[f° 98-102. Papier et disposition du manuscrit. L'évanouisserment de Gwynplaine met fin à son entretien avec Barkilphedro (II, 5, 1). Il s'en réveille, dans le texte publié, en II, 5, 3, à Corleone Lodge et, ici aux folios 98-99 comme aux folios 100-102, versions antérieures du même chapitre, dans la voiture qui l'y conduit. Mais certains détails sont utilisés ailleurs.]

 

[f° 98. 150/67]

Quand Gwynplaine reprit connaissance ["et rouvrit les yeux" barré et déplacé] , sa première impression [corrige "sensation"] fut une sorte d'assourdissement. Il sentait sous lui comme un tremblement [corrige "roulement"]. Il ouvrit les yeux.
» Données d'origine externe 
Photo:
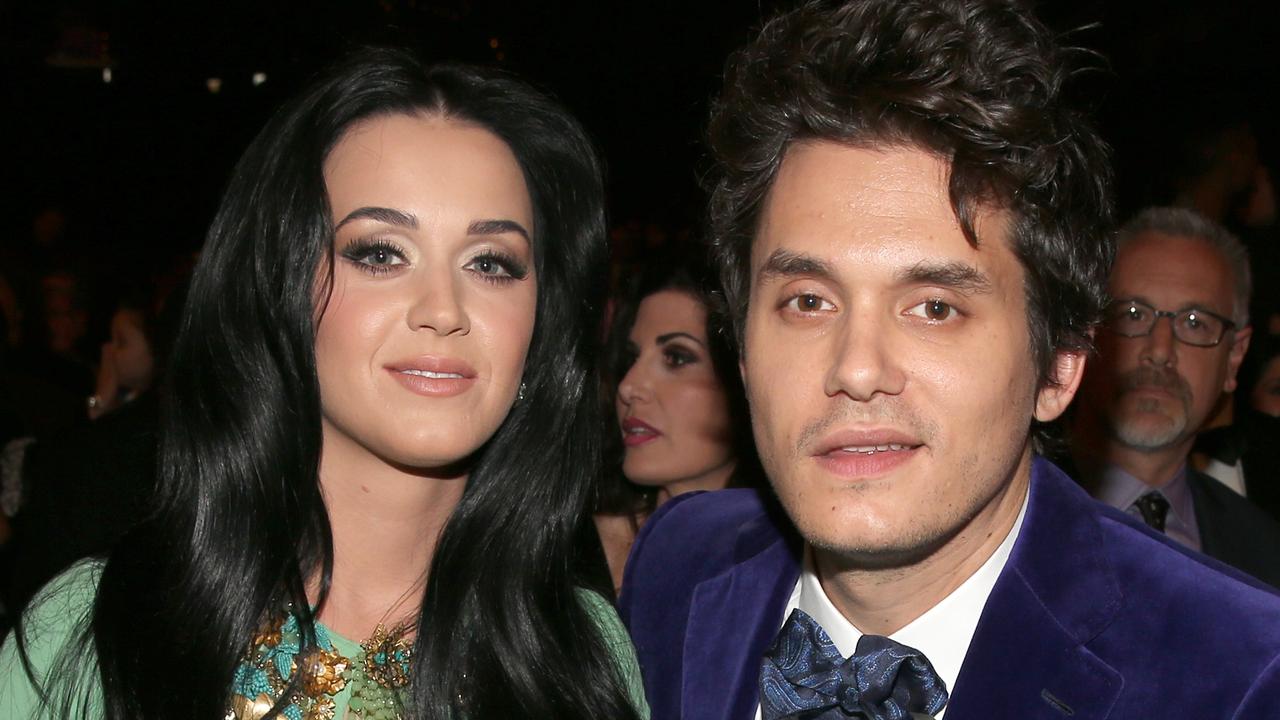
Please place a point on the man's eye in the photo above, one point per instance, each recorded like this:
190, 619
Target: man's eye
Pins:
935, 310
808, 302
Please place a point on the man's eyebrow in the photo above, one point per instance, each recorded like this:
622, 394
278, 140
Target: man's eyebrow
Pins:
497, 227
388, 215
955, 276
785, 264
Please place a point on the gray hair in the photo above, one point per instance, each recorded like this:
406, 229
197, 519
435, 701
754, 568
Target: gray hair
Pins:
1180, 222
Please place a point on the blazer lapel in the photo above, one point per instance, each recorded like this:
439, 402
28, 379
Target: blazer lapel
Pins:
1055, 593
732, 619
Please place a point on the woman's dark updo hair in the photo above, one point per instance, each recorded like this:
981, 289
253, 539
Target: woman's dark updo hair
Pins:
684, 269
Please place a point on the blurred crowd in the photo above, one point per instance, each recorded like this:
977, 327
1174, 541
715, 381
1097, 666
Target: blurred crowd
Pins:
85, 343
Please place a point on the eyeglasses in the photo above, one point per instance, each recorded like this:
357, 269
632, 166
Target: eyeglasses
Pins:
1130, 318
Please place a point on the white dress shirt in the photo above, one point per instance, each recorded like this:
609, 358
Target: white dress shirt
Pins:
942, 633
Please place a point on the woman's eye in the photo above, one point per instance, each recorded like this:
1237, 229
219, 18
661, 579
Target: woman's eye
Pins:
676, 358
809, 302
935, 310
497, 267
378, 258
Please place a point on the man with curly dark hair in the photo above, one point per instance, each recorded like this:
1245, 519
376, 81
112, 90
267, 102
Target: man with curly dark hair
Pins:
913, 229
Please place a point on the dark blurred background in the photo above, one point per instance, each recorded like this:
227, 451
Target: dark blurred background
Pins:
112, 118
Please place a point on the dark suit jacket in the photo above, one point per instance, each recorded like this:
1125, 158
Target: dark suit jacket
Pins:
1234, 529
1253, 441
1093, 616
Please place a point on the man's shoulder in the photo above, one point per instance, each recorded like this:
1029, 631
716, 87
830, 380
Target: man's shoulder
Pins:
695, 537
707, 531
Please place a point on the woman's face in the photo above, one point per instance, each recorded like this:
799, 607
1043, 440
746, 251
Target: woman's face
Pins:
135, 364
1266, 392
671, 404
421, 347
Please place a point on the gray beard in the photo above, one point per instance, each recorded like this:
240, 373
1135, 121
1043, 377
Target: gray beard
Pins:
1148, 434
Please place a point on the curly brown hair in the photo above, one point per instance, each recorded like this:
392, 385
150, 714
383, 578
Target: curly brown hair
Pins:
979, 82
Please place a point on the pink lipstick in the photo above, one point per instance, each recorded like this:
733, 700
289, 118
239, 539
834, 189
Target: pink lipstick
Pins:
433, 377
636, 432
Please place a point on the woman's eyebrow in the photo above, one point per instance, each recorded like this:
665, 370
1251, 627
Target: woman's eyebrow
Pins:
497, 227
664, 338
388, 215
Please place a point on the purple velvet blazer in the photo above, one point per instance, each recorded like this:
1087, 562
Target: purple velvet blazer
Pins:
1093, 616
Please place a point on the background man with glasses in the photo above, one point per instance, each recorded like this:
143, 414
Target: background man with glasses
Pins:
1171, 342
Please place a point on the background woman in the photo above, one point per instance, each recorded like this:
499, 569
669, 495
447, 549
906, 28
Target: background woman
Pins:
127, 363
679, 402
378, 425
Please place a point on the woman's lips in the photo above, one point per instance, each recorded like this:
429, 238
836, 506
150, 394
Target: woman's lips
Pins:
433, 377
636, 432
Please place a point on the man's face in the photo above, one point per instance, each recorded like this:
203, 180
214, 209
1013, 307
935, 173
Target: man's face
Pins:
1155, 391
887, 361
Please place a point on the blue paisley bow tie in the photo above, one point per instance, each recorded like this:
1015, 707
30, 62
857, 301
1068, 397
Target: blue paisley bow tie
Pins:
804, 677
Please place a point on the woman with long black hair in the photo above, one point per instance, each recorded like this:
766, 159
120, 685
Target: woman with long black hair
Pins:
378, 433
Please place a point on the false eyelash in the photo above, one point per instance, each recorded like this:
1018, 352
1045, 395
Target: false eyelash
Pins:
361, 247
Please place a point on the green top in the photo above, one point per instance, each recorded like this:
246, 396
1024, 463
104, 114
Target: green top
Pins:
58, 613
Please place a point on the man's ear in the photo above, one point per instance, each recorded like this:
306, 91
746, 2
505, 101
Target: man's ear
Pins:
1239, 346
1061, 384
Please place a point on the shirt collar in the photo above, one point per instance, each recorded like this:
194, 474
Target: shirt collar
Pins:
1119, 490
942, 633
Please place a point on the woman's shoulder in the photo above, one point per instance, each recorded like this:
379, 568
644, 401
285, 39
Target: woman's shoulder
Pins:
67, 598
616, 638
53, 620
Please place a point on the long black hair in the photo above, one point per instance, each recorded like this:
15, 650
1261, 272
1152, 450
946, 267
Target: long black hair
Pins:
682, 268
241, 524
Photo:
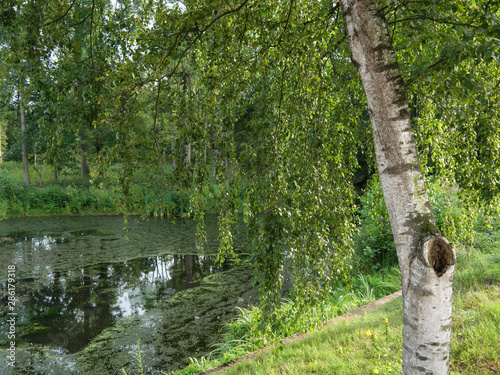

Il était dans une voiture qui cheminait rapidement sur du pavé ["sur du pavé" ajouté, après hésitation]. Il entendait une vibration, c'étaient les vitres, un roulement, c'étaient les roues, et un frappement alternatif et cadencé, c'étaient les chevaux. L'intérieur de la voiture était tendu en velours pourpre, et le plafond qu'il voyait au-dessus de sa tête était magnifiquement blasonné en haut relief de passementerie dans des enroulements d'or et de perles ["dans des enroulements..." ajouté]. ["Si Gwynplaine eût été" barré] Un [d'abord minuscule] connaisseur en ces choses [", il" barré] eût distingué, au-dessous de deux écussons géminés, ["dans des enroulements d'or et de perles," barré et déplacé] un tortil de baron et une couronne de marquis. ["et le plafond...": ces lignes son encadrées et barrées de deux traits obliques; les deux écussons, le tortil de baron et la couronne de marquis se retrouvent au plafond de Corleone Lodge en II, 5, 3, f° 406] ["Gwynplaine, encore mal réveillé, regardait vaguement." barré et déplacé]

Il était seul dans la voiture. Sur le devant, dans un compartiment dont le séparait une glace levée [corrige "en ce moment baissée [corrigé "à demi baissée"]"], il apercevait deux têtes dont il ne voyait que les nuques, les perruques [", les perruques" ajouté] et les chapeaux. L'un de ces chapeaux était noir et simple ; l'autre était si richement rehaussé d'or que le feutre disparaissait sous les galons. Cette [+ barré, sans doute en correction cursive] voiture était une voiture [corrige "un carrosse"] de voyage, et les deux hommes dont Gwynplaine voyait les dos occupaient ce qu'on appelait alors la loge du carrosse, et ce qu'on appellerait aujourd'hui le cabriolet.

On entendait un bruit de grelots et le claquement d'un fouet. La voiture était attelée de quatre [ajouté] chevaux de poste.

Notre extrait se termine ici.